COVID-19 VACCINATION- WHY DO WE REQUIRE THE COVID-19 VACCINE?- Will the vaccine protect me from COVID-19
Vaccines aid in the development of immunity against a virus or other germ. A vaccine sends into a person’s body a less hazardous portion of that pathogen — or something made to look or act like it. The immune system of the body produces antibodies that fight the pathogen and prevent the person from becoming ill. If the person is exposed to that pathogen again, their immune system will be able to “recognize” it and “remember” how to fight it.
Is there a coronavirus vaccination available?
Yes, the FDA has awarded COVID-19 vaccines emergency use permission (EUA). Pfizer’s vaccine was approved on December 12, 2020; Moderna’s version was approved on December 18, 2020; and Johnson & Johnson’s vaccine was approved on February 27, 2021, but its use was restricted on April 13.
COVID-19 is a virus that can be prevented with a vaccination.
Each viral particle of the coronavirus that causes COVID-19 has protein spikes. These spikes aid virus attachment to cells and disease transmission. Some coronavirus vaccines are being developed to help the body “recognize” these spike proteins and attack the coronavirus that contains them.
When someone receives an effective vaccine, their chances of contracting COVID-19 are reduced if they come into contact with the coronavirus. The vaccine’s effectiveness in preventing major disease, hospitalization, and death is more significant. At the current moment, all three vaccines are highly effective in avoiding COVID-19-related major illness, hospitalization, and death. Because of widespread immunization, the coronavirus will infect fewer people. This will limit the virus’s ability to propagate among populations while also limiting its ability to change into new strains.
When will the coronavirus vaccination be available?
Vaccinations are being supplied across the United States now that the Food and Drug Administration has approved emergency use authorizations for COVID-19 vaccines.
What is the number of injections in the COVID-19 vaccine?
The vaccinations from Pfizer and Moderna require two doses given several weeks apart (the second shot from Pfizer is given three weeks after the first, while the second shot from Moderna is given four weeks after the first). Johnson & Johnson’s COVID-19 vaccination only requires one dosage.
What does “fully vaccinated” indicate?
Two weeks after your second dose in a two-dose series, such as the Pfizer or Moderna vaccines, you are fully immunized, according to CDC criteria. It’s been two weeks since I received a single dosage of the Johnson & Johnson vaccine. However, findings from clinical trials show that four weeks after receiving the single-shot vaccine, there is still an improvement, particularly in terms of preventing severe COVID-19 infection or having an asymptomatic infection. As a result, Johns Hopkins Medicine suggests waiting four weeks after receiving a single-dose vaccine before considering yourself fully immunized.

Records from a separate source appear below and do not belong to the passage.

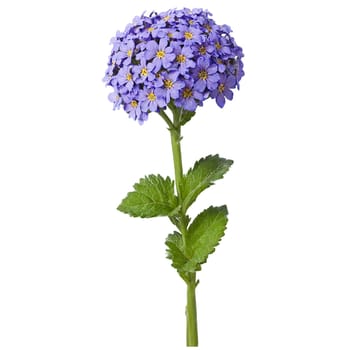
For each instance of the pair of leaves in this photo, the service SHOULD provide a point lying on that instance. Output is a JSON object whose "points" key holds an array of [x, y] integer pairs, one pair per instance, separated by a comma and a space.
{"points": [[155, 196], [203, 235]]}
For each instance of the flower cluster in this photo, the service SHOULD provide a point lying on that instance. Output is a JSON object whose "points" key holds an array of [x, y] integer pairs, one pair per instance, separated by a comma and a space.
{"points": [[180, 56]]}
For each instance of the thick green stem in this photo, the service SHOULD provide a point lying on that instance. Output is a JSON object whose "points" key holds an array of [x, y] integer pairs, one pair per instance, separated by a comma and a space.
{"points": [[191, 308], [191, 312], [176, 147]]}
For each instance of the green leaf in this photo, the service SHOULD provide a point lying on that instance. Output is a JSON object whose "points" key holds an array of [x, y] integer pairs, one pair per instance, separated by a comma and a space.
{"points": [[202, 175], [153, 196], [175, 251], [205, 233], [176, 254]]}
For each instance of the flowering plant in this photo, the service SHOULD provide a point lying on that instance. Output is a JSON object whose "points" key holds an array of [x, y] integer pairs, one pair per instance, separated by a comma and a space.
{"points": [[174, 61]]}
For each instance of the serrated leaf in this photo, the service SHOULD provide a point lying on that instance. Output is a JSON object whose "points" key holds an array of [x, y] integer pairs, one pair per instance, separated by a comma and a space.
{"points": [[175, 251], [202, 175], [205, 233], [176, 254], [153, 196]]}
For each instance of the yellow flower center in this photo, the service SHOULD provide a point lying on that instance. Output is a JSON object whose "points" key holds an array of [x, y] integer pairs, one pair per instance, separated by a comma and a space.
{"points": [[160, 54], [208, 28], [181, 58], [144, 72], [151, 96], [187, 93], [188, 35], [203, 74], [168, 83], [202, 50]]}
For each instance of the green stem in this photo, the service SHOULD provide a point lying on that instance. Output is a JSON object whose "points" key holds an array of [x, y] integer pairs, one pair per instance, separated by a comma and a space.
{"points": [[191, 311], [191, 308], [176, 147]]}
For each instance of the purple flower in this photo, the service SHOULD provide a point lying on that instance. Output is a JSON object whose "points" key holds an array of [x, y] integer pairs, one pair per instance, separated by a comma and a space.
{"points": [[183, 58], [152, 99], [160, 53], [172, 85], [189, 35], [126, 52], [206, 75], [144, 71], [189, 98], [125, 78], [179, 56], [116, 99], [223, 90]]}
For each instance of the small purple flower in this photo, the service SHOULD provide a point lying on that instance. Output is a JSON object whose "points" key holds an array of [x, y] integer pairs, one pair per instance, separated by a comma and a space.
{"points": [[133, 108], [206, 75], [189, 35], [183, 58], [162, 55], [172, 85], [116, 99], [126, 52], [189, 98], [144, 71], [178, 56], [223, 90], [152, 99], [125, 78]]}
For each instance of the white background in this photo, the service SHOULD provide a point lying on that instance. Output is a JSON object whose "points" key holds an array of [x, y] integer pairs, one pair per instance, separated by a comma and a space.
{"points": [[77, 274]]}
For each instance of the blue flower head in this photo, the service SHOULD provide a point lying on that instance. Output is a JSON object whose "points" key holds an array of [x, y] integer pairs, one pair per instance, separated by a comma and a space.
{"points": [[180, 57]]}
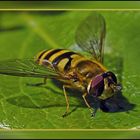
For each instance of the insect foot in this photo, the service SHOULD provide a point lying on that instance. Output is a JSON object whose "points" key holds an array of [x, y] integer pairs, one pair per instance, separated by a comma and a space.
{"points": [[65, 114]]}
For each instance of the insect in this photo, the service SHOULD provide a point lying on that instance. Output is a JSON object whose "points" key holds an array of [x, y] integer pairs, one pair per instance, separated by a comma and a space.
{"points": [[74, 70]]}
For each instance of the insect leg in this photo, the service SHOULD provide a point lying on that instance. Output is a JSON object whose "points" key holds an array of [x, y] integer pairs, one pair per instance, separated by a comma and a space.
{"points": [[90, 108], [38, 84], [67, 101]]}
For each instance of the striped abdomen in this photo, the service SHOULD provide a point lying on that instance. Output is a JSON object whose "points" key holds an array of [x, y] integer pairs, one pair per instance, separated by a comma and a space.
{"points": [[64, 60]]}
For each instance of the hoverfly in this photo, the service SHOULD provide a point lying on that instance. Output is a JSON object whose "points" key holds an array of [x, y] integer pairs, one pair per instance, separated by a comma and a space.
{"points": [[74, 70]]}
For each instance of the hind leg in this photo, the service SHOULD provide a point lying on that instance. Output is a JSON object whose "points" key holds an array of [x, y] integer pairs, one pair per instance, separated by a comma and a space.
{"points": [[38, 84]]}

You are not properly vaccinated if you do not meet these requirements.
How long will it keep me safe? Is it necessary for me to receive a COVID-19 shot every year?
This is a question that researchers are very interested in answering. People infected with the coronavirus have a drop in protection after a few months, although their immunity may continue much longer. (It appears that a few people have caught COVID-19 twice, although this is unusual). Data from vaccine trials show that strong protection lasts for months following immunization, implying that long-term immunity is achievable. Studies are looking into how changes in the coronavirus affect the virus’s characteristics, such as its ability to spread between people, as it has begun to adapt (mutate). A significant mutation could have an influence on vaccination effectiveness, and vaccine producers are poised to make changes if necessary.
Will the vaccine protect me if I’ve had COVID-19 or tested positive for the coronavirus before?
People who have already had COVID-19 or who have tested positive for COVID-19 may still benefit from obtaining the vaccine, according to the US Centers for Disease Control and Prevention (CDC). There is currently insufficient information to say whether or whether people are protected against having COVID-19 after they have had it, or for how long (natural immunity). Early evidence suggests that natural COVID-19 immunity may not endure long, although further research is needed to fully understand this.
What will we use to determine whether a COVID-19 vaccine is safe and effective?
A COVID-19 vaccination must pass specific tests and meet certain standards in order to be labelled safe and effective. Scientific data from research is used by organizations like the National Academy of Sciences, the National Institutes of Health, and the Food and Drug Administration (FDA) to assist decide whether and when new medications and vaccines can be made available.
It’s vital to know that COVID-19 cannot be contracted by vaccination. The vaccines contain proteins or other biological ingredients to trigger the immune response, but they do not contain the coronavirus.